Step 2, in storage between design memory space on part, and be designed with the space of data, MD5, cryptographic Hash, be used for The storage of data；

Step 3, by the scope of cryptographic Hash, partition holding of the design data by cryptographic Hash, such as by the data per 1,000,000 Amount can so design a data space in a balanced way as a memory space.

The feature of the extracted data is concretely comprised the following steps：

The clear and definite feature of step one, data inherently, then can be directly as data characteristicses, such as network address；

Step 2, data generation time can be as data characteristicses, then using the time as data characteristicses；

Step 3, the equipment of data as data characteristicses, then using the unique mark of equipment as data characteristicses, such as mobile phone Number etc.；

Step 4, cannot be used as data characteristicses for unique mark, can be by assemblage characteristic as mark, such as equipment + the time.

For the key point of the fast searching method of the particular data based on big data, can be extracted from data one by one Go out clear and definite feature, a data can propose multiple features, the feature for proposing out need to be unique, by can be from the method Positioning searching is rapidly carried out, the data of needs are quickly found out.
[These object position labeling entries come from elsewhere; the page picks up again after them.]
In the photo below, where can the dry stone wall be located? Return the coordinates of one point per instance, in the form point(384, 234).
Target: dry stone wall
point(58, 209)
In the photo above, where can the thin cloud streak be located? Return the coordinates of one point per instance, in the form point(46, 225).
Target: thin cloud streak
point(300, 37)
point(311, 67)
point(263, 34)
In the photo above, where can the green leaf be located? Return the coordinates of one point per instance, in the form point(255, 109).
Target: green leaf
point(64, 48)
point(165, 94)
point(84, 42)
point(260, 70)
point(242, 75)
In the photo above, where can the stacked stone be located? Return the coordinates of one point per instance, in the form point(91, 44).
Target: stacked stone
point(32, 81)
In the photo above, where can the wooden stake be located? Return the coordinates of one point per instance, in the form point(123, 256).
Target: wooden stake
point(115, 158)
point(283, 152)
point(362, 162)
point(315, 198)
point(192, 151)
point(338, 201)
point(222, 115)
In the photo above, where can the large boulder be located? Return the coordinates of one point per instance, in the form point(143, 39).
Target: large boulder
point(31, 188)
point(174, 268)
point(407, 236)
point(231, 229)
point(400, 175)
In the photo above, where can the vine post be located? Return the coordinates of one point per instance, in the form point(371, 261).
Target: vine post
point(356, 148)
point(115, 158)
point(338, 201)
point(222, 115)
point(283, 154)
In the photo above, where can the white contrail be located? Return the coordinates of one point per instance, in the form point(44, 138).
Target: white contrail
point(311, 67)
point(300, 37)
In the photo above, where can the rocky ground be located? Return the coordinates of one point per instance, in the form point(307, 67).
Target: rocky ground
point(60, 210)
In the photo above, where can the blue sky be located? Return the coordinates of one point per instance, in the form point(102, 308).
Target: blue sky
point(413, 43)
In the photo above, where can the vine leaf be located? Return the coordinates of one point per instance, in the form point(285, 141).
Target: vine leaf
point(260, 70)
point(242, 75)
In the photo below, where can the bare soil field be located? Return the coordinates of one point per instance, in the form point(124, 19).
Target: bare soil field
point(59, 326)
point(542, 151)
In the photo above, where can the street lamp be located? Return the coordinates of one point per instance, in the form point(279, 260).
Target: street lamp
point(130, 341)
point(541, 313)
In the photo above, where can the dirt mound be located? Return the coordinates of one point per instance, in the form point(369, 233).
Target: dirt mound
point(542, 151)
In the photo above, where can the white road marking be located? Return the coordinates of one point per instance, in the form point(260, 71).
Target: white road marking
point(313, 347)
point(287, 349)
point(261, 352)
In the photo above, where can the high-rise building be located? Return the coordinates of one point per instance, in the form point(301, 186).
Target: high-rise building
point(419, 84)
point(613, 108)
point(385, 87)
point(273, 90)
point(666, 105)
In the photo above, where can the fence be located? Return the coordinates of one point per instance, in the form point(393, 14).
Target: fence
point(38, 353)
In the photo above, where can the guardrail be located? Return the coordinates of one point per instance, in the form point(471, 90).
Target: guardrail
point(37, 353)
The logic of subregion or distributed server is set up by cryptographic Hash by using specific data storage middleware, is passed through This mode is stored come the classification for carrying out data, reduces the load to big file or server, so as to improve the storage of big data With the efficiency for reading.

Claims

1. a kind of achievable fast searching and support be distributed storage big data processing method, it is characterised in that：Described method Including following step：

Step 1：Data one by one to being stored are carried out the extraction of feature by certain algorithm, and acquisition can determine particular data Unique features be used for follow-up data value calculating, and formed can quickly carry out data characteristicses extraction method, for data Use when storage and reading；

Step 2：From the feature that data one by one are extracted, the calculating of MD5 values is carried out, MD5 values are drawn, then by hash algorithm, The cryptographic Hash from 1 to N is calculated, the size of N carries out value by the distributed storage of specific data volume size and division；

Step 3：The storage organization of design data, except the space for having data storage, the also sky of the space of MD5 values and cryptographic Hash Between, cryptographic Hash has the data of identical cryptographic Hash for directly hitting, and MD5 values accurately count for determining in identical cryptographic Hash According to；

Step 4：The feature of data when reading data, is extracted, and calculates MD5 values and cryptographic Hash, filtered out greatly by cryptographic Hash Partial data, and accurate data value is determined by MD5 from the data value of small range.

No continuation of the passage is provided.